RESIDENTS are demanding to know how much of the state government’s promised $23 million investment to improve the handling of contaminated NSW land will be spent in north Lake Macquarie.
Boolaroo Action Group spokesman Jim Sullivan said while he welcomed last week’s announcement that the government would invest $6 million per annum for the next four years to improve how contamination was managed, the community wanted more detail on where the money was going.
“I don’t want to be ungracious about the government spending money, but we targeted that amount for Boolaroo alone and they made it for the whole state,” Mr Sullivan said.
“We’re concerned that Boolaroo will not see a cent of this money.”
The funding boost equates to a 3.5 per cent increase in the Environment Protection Authority’s 2016-17 annual budget, which was $167 million.
It has not been announced how or where any of the money will be spent.
The residents’ group called on the Lake Macquarie Lead Community Reference Group, chaired by independent MP Greg Piper, to hold a public meeting to discuss funding options.

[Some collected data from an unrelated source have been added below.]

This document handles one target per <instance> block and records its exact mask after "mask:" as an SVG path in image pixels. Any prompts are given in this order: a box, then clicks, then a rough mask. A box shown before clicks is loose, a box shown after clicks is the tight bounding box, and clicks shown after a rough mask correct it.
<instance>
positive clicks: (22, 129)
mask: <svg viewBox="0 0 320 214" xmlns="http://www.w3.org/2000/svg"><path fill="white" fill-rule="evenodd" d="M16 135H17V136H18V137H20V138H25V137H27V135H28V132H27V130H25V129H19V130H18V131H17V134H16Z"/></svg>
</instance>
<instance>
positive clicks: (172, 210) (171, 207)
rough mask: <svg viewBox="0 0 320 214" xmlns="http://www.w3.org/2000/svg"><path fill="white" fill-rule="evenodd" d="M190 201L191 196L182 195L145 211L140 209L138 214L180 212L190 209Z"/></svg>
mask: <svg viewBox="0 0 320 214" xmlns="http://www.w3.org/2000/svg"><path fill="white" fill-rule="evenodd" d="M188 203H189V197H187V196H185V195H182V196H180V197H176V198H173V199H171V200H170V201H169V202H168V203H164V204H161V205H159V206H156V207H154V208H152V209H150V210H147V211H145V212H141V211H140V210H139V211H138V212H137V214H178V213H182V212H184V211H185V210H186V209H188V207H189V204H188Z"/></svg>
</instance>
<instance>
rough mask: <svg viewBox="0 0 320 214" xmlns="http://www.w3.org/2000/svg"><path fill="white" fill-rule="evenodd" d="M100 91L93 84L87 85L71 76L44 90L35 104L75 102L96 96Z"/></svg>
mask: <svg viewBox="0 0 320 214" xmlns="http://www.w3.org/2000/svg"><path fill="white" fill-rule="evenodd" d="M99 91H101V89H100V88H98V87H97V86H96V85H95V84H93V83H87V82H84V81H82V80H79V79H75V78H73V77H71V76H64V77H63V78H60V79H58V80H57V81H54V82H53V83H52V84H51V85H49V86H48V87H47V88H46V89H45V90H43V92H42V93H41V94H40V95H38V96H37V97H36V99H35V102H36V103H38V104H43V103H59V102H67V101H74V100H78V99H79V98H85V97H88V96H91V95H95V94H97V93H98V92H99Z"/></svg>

Mr Piper said a meeting would be held at Boolaroo Public School on Tuesday, November 28, from 6pm.
He said the community reference group term finished in December and it had an “obligation” to report back to the community.
“I’m pretty sure Lake Macquarie is going to be able to get some good assistance,” Mr Piper said, but added that sound plan was needed: “We really need to formulate a plan so the community can tap into these funds.”
Priority areas for the government include clearing the backlog of contaminated sites, targeting illegal waste disposal and improving management of large scale emergency clean-up and abandoned sites.
Mr Sullivan said north Lake Macquarie residents started the push for increased funding for contamination following 106 years of pollution from the former Pasminco lead and zinc smelter at Cockle Creek. When the smelter closed in 2003, toxic pollution was left across large parts of Boolaroo, Argenton and Speers Point.
Mr Sullivan said the government needed to take responsibility for the pollution and act to help residents with the costly clean up.
“Our homes and land were contaminated by a government-regulated industry,” Mr Sullivan said. “The government continued to increase the smelter’s licence knowing that it was polluting people’s land and now we want them to take responsibility and actually do something to help residents burdened with the costly clean up.”